I’m working on an android app, I have a concern that somehow something could happen where it ends up making too many requests and costs too much. I plan to make the app try to limit how much the user can chat but it is always a concern something could go wrong and it would be using my API key so the potential for too many chat requests that could add up to a lot of money could be there.
If I could somehow set a total max request per day that would make me feel more comfortable, for example
Hi and welcome to the Developer Forum!
If your API key is in your application, even encrypted, you should withdraw the app now and revoke the API key, this is not a safe way to do it.
You need to use either a relay server that your application authenticates with vias a system such as OAuth or you should make use of an API key management service by one of the many cloud providers, Azure, AWS, etc.
Using the relay server method you will be able to allocate limits and regulate your users usage in a safe and manageable way. API keys inside of apps will eventually get decoded, so just don’t let that be the case.
adding to what @Foxabilo said,
if you want to make a production grade app, you’ll probably need proper api monetization anyways, and likely track and monitor revenue and cost by account.
what you can do in the meantime is go to OpenAI Platform billing limits and set a lower threshold there, until you have your internal billing sorted out.
thanks for the info… no my app is not in production yet so this is all just me planning it out. I’m an experienced dev but new to android dev so learning how this is normally done, thanks I will review more about using a relay server.
The OpenAI Platform billing limits page is great, that’s exactly what I was looking for. Right now I’m just concerned about worst case scenarios, my app probably won’t make much or any money at first I just want to be sure nothing can happen that would result in me getting a huge API usage bill.

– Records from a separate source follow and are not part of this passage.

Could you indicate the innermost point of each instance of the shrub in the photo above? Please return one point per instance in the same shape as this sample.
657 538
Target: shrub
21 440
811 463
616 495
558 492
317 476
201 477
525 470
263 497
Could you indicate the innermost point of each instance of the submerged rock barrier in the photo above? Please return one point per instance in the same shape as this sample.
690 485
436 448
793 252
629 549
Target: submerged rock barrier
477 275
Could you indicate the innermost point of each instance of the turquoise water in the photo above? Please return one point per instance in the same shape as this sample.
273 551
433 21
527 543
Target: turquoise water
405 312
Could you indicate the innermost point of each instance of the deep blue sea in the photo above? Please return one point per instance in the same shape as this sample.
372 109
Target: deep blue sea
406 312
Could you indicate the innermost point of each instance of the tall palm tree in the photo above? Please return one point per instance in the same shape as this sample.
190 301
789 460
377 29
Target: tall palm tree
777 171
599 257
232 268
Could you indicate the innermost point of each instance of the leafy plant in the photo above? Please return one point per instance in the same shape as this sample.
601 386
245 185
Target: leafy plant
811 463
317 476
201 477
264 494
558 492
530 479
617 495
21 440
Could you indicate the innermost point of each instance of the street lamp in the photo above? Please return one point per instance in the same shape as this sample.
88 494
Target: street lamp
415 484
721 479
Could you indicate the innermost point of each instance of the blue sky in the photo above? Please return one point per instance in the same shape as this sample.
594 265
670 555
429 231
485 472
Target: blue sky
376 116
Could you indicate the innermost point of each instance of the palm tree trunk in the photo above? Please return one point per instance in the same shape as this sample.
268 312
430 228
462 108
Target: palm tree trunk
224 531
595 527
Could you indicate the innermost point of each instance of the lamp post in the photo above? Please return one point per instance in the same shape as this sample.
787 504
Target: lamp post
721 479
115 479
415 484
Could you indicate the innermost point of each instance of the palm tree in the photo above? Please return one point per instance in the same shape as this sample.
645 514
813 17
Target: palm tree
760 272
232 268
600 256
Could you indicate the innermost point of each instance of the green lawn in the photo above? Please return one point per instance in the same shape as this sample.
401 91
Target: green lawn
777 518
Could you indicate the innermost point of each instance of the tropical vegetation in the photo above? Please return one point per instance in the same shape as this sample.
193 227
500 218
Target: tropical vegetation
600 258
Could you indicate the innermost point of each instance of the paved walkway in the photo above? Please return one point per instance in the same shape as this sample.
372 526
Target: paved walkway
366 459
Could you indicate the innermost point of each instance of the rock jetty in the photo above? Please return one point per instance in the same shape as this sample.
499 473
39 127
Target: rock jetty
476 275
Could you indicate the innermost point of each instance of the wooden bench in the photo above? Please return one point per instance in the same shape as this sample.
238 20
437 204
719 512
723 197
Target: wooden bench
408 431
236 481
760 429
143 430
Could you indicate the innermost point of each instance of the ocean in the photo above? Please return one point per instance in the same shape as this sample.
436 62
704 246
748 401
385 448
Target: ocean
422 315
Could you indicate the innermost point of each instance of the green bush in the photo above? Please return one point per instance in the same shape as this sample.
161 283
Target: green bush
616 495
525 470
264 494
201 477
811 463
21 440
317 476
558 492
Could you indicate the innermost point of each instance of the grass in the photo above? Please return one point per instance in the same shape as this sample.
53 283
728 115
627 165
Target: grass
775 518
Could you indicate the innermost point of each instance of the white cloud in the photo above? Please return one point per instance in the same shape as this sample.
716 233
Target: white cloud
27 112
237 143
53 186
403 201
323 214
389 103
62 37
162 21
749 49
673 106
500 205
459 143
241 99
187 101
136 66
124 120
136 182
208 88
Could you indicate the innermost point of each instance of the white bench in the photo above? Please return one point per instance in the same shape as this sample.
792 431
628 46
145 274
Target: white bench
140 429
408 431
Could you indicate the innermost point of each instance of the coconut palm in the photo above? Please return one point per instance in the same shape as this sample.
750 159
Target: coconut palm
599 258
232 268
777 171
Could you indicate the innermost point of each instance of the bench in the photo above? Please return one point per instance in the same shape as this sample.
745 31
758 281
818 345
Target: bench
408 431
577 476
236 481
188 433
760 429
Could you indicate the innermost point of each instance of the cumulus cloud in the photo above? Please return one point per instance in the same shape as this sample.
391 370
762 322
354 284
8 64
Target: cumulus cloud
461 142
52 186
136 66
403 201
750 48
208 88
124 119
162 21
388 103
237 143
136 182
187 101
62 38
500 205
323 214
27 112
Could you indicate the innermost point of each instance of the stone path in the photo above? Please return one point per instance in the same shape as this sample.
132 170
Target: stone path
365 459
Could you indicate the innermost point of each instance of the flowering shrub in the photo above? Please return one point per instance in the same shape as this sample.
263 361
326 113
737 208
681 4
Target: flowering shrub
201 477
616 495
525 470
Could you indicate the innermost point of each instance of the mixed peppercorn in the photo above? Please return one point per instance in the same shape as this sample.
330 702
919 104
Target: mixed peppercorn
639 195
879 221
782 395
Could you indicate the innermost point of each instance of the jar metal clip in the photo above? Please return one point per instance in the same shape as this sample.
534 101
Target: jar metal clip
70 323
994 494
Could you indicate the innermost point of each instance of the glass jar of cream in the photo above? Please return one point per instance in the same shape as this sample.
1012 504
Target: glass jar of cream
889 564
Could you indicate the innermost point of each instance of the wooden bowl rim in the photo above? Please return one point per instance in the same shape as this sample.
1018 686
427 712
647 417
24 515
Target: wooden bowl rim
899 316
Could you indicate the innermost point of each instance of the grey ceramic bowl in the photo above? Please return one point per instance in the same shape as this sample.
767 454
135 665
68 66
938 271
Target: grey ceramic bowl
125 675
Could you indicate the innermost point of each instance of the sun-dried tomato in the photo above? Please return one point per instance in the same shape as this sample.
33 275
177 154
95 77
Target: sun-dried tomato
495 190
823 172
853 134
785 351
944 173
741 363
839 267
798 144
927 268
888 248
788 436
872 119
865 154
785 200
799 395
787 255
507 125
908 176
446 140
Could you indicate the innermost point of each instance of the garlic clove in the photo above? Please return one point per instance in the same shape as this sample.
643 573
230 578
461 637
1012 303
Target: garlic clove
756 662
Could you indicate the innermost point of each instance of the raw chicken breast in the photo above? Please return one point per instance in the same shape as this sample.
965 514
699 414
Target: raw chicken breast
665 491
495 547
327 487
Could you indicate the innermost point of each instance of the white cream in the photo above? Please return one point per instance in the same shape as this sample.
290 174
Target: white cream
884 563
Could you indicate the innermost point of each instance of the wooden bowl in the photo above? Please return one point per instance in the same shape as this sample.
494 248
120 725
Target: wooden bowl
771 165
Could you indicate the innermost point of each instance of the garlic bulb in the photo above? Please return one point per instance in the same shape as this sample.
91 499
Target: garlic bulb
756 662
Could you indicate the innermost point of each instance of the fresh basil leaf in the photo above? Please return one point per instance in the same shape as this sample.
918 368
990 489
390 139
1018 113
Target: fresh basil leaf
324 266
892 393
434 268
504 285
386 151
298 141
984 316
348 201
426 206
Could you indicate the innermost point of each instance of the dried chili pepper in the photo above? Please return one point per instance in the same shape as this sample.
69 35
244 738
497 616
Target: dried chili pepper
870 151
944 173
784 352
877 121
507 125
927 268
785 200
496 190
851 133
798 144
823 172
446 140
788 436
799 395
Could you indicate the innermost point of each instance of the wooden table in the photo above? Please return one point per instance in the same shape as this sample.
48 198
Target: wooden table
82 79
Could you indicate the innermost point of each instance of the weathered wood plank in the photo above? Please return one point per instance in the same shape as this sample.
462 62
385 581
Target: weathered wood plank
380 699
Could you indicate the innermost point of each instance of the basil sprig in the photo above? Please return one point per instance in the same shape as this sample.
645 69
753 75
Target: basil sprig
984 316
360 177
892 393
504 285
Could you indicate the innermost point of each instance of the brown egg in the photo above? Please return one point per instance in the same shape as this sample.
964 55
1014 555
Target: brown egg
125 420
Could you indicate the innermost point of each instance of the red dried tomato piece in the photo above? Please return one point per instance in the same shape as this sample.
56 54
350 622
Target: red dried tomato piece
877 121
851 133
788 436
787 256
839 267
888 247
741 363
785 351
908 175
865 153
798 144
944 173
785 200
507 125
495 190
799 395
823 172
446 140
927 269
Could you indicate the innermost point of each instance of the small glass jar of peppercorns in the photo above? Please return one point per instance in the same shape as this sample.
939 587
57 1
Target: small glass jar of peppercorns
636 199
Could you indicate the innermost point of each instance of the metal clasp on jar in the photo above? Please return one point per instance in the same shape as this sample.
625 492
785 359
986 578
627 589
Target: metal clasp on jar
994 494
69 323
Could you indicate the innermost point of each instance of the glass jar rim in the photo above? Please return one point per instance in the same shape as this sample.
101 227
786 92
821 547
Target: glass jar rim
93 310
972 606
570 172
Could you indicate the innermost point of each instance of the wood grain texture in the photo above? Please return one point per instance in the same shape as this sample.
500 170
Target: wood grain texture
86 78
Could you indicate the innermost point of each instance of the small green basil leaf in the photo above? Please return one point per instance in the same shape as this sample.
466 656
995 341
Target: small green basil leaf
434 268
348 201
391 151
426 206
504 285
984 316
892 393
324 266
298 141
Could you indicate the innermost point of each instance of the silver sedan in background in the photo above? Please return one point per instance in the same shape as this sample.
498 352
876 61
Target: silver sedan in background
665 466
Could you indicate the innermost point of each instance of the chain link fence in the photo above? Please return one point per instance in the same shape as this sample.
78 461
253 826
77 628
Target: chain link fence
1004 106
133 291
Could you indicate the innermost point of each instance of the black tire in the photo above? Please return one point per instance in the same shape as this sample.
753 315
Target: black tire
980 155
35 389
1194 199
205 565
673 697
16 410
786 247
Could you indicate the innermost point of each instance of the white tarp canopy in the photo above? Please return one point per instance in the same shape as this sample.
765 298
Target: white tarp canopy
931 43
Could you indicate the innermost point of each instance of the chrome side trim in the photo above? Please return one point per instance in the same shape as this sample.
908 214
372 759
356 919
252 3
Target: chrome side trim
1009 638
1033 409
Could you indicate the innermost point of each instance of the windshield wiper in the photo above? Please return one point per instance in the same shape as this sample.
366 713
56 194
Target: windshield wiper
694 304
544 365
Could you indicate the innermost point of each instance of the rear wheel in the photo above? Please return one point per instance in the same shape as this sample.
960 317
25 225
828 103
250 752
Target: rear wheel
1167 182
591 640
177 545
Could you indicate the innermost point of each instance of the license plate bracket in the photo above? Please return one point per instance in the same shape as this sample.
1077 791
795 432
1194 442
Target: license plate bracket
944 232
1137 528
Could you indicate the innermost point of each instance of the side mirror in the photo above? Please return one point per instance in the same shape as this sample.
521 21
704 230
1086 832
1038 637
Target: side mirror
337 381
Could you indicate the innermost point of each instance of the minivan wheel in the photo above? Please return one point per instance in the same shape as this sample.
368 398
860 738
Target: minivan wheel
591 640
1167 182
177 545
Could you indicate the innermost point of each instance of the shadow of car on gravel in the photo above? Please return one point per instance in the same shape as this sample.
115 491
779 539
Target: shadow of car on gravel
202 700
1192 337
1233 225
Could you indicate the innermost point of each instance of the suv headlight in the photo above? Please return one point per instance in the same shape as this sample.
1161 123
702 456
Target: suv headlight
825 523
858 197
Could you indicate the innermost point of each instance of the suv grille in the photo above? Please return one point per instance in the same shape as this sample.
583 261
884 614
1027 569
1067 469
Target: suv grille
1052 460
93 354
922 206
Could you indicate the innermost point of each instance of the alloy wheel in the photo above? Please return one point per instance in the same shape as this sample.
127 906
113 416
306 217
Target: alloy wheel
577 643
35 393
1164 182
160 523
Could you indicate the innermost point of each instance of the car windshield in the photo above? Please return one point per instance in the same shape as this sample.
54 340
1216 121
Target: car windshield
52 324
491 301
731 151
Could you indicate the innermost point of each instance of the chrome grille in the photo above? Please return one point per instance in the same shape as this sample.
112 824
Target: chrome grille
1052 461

Do not put your API token into the Android app. People will extract it from your app, and call the API on your behalf, and you will pay for their usage.
The way to manage model usage, is to provide your own API (could be a simple web service, or a lambda function, or something else) where the Android app calls your API, and your API calls the OpenAI API in turn. That way, nobody else will see your API token.
You still need some way to limit how many requests your app will make to your service; typically this is done by requiring some kind of account login (such as a google accout) and then have some kind of rate limit by account on the server side (typically in a memcache or redis or something, but could just be a database if your scale is small.)